Verdict AI: Why Knolli.ai Is Emerging as the Best Vertex AI Alternative

Vertex AI is powerful infrastructure — ideal for engineering teams building custom agent systems, RAG pipelines, and scalable AI deployment environments. 

But when the priority shifts from building to producing usable output, Knolli becomes the faster path. Instead of writing workflows, stitching tools, or formatting results manually, teams upload their data and receive decision-ready output - reports, slides, insights, executive summaries with minimal effort and far shorter turnaround time.

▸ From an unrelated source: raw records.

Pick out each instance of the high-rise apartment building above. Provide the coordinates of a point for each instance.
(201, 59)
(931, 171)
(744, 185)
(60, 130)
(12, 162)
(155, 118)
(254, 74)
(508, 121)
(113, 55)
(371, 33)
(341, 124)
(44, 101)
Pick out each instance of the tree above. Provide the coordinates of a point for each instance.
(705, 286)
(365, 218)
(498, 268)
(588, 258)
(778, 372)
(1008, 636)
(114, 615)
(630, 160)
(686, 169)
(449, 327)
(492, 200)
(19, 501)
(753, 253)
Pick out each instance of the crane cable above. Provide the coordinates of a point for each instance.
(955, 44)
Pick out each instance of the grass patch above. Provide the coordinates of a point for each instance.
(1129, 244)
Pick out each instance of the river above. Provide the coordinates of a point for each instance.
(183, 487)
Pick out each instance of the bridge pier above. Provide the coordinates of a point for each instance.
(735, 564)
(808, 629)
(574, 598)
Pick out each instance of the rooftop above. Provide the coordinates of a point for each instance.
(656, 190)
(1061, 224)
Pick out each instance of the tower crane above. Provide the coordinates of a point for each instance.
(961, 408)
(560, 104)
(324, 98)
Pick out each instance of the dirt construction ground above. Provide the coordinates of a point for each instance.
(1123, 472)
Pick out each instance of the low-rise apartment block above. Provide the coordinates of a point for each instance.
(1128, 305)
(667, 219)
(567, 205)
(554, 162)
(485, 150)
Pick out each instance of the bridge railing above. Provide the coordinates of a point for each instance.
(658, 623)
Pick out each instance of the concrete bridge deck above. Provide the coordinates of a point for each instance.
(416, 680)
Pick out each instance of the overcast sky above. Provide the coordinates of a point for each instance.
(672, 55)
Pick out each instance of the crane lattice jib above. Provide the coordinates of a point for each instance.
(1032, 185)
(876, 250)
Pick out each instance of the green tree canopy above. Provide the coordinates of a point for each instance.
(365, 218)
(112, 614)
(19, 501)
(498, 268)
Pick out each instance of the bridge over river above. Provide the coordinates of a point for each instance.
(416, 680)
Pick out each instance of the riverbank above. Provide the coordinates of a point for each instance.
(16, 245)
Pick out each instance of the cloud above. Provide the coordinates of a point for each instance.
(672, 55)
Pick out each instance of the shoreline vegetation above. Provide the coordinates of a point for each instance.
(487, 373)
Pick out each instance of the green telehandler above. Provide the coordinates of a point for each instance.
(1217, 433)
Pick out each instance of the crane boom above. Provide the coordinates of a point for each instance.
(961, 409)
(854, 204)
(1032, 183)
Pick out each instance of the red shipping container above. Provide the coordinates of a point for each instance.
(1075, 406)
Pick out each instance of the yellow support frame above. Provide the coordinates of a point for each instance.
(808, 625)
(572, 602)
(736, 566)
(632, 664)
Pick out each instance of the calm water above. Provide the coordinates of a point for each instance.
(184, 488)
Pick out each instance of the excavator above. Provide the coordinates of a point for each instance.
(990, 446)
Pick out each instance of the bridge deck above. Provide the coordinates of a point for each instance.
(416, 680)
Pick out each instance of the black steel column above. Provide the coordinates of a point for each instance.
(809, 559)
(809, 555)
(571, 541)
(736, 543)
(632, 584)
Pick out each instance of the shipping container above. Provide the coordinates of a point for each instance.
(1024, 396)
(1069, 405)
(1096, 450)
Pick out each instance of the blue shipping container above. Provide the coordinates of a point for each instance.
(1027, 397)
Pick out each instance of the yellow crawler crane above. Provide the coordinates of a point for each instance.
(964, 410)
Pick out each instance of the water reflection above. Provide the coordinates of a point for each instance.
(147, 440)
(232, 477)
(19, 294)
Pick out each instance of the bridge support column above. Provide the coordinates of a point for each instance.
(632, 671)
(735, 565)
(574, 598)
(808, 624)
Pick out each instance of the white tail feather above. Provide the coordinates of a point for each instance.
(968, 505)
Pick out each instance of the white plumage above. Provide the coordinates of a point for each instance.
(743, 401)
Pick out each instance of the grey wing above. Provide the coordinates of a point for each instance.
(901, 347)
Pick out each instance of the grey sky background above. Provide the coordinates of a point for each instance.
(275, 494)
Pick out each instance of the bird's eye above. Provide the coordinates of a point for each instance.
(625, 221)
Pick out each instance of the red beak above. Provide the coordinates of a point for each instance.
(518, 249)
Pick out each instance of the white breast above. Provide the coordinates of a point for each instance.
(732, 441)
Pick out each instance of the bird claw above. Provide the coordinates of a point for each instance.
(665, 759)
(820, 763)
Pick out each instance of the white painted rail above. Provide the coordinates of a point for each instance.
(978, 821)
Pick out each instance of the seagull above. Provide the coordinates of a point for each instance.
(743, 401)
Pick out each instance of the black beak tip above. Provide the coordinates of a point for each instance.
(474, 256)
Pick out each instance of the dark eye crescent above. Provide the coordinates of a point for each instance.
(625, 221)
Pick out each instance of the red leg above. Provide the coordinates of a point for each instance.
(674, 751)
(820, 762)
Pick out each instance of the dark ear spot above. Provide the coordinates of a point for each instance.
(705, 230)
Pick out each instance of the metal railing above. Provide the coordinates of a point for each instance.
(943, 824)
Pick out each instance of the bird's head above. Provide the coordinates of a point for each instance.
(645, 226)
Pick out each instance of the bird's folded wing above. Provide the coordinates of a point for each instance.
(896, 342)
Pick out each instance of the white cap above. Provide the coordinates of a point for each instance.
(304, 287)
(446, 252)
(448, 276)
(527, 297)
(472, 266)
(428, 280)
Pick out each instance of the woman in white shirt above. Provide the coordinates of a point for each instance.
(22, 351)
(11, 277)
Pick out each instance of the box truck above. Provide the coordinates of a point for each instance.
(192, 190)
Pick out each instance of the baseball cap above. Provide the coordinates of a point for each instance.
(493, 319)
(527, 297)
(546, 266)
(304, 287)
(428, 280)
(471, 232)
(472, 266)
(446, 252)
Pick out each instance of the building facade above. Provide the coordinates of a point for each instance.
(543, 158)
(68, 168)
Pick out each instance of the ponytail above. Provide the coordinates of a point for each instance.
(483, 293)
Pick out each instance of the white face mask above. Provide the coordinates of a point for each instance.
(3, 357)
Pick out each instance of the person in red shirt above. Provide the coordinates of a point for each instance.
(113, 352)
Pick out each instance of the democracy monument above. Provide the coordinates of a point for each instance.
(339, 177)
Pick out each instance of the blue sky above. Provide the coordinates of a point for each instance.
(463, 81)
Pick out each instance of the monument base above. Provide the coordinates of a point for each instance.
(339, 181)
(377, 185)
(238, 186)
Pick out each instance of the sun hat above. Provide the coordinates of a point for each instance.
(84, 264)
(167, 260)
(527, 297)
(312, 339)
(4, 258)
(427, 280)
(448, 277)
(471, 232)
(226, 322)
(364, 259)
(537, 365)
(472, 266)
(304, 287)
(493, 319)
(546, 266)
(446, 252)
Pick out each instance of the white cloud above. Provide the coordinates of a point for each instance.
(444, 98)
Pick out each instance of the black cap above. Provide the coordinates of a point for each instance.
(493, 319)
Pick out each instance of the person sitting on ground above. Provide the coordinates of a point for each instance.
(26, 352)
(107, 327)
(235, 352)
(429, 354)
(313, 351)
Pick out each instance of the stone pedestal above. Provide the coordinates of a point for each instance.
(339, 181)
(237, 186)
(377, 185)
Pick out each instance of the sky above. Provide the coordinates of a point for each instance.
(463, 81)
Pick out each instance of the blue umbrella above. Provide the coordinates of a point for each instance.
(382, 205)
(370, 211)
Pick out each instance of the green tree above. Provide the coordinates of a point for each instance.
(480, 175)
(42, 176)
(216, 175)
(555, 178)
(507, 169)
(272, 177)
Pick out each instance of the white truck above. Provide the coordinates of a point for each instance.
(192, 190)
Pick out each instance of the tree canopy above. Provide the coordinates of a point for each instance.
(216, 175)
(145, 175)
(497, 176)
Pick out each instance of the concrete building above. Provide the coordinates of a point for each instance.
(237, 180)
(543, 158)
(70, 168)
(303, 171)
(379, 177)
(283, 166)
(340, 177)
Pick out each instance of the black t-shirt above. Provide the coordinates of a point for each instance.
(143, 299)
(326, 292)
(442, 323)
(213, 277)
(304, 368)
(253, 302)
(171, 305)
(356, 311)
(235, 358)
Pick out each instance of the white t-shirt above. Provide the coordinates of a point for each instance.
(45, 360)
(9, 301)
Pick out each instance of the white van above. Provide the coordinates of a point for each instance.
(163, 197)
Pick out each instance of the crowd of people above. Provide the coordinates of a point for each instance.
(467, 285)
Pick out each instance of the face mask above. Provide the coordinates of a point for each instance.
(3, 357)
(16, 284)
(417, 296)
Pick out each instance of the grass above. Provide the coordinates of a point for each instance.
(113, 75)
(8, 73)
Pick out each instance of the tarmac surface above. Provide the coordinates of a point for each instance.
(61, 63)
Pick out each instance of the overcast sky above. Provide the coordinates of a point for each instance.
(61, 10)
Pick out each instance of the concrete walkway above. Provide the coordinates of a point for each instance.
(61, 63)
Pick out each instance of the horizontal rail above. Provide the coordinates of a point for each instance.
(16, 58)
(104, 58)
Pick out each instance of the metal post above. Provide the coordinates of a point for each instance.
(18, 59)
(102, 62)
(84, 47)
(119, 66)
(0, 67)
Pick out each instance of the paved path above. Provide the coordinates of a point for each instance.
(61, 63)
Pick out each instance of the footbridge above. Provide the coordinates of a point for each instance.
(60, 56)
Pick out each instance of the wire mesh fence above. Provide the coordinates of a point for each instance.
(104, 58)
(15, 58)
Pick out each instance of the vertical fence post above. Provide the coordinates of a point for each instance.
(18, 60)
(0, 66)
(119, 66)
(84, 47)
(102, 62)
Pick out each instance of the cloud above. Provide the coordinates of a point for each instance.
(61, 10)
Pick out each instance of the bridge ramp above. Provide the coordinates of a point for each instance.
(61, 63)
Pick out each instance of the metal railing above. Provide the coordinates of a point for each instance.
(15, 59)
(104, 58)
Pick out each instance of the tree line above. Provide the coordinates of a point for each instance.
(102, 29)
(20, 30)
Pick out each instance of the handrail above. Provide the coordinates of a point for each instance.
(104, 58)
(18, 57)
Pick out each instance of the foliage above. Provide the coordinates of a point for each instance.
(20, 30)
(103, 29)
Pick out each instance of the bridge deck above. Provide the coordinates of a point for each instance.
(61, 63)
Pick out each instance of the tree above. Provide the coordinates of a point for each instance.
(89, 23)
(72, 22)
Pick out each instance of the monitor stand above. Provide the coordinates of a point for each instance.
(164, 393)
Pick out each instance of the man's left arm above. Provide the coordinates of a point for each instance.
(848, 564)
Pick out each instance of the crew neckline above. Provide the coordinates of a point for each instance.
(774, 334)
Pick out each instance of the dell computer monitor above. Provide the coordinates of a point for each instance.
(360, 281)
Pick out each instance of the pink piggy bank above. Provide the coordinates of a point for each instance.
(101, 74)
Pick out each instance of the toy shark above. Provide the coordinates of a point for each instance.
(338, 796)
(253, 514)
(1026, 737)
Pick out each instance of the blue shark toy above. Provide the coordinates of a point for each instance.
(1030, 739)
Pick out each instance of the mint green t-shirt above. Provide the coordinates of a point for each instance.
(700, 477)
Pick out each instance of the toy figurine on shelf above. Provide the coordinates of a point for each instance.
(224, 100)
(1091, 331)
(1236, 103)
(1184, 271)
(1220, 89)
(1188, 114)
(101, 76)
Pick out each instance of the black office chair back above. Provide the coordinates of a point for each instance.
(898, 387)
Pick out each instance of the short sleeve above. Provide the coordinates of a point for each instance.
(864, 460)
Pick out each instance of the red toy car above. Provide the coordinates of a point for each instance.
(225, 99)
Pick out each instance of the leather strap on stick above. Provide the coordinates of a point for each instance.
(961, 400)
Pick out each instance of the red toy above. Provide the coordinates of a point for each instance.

This shift in model changes business velocity. Where Vertex AI enables teams to create systems, Knolli enables them to generate decisions.

Knolli turns work into output; Vertex AI turns compute into possibility. One is a framework, the other is a finish line.

FAQs About Vertex AI Alternative

Who should consider switching from Vertex AI to Knolli?

Teams that want output instead of infrastructure benefit most. Vertex AI fits developers building systems, while Knolli serves founders and analysts wanting automated deliverables like reports, slides, and summaries.

Does Knolli support private or sensitive data workflows?

Yes. Knolli processes uploaded files locally within its execution environment and returns structured output. Data stays accessible only to the authenticated workspace, allowing controlled document automation.

Can Knolli replace Vertex AI entirely?

Knolli can replace Vertex ai when the goal is output automation, not system construction. If a team needs deep cloud-side agent engineering, Vertex ai remains relevant. Many use Knolli to eliminate reporting and analysis cycles.

How fast can a team start producing output using Knolli?

Most users upload a document or dataset and get structured results within minutes. No RAG configuration, no indexing, no multi-agent pipeline setup required — reducing time-to-insight dramatically.

Does Knolli require machine learning or engineering experience?

Minimal technical expertise is needed. Knolli applies built-in reasoning to raw data and generates output automatically, whereas Vertex AI requires workflow design, prompt chaining, and pipeline configuration.

What types of documents can Knolli generate automatically?

Knolli creates insight reports, financial summaries, strategy briefs, competitive breakdowns, meeting-ready slides, product notes, and research synopses — all without manual formatting or spreadsheet stitching.

Can Knolli integrate external knowledge sources like CRM, BI tools, or databases?

Work is underway, with upcoming support for platform connections and business systems. Knolli’s goal is direct data-to-report automation with minimal connector setup.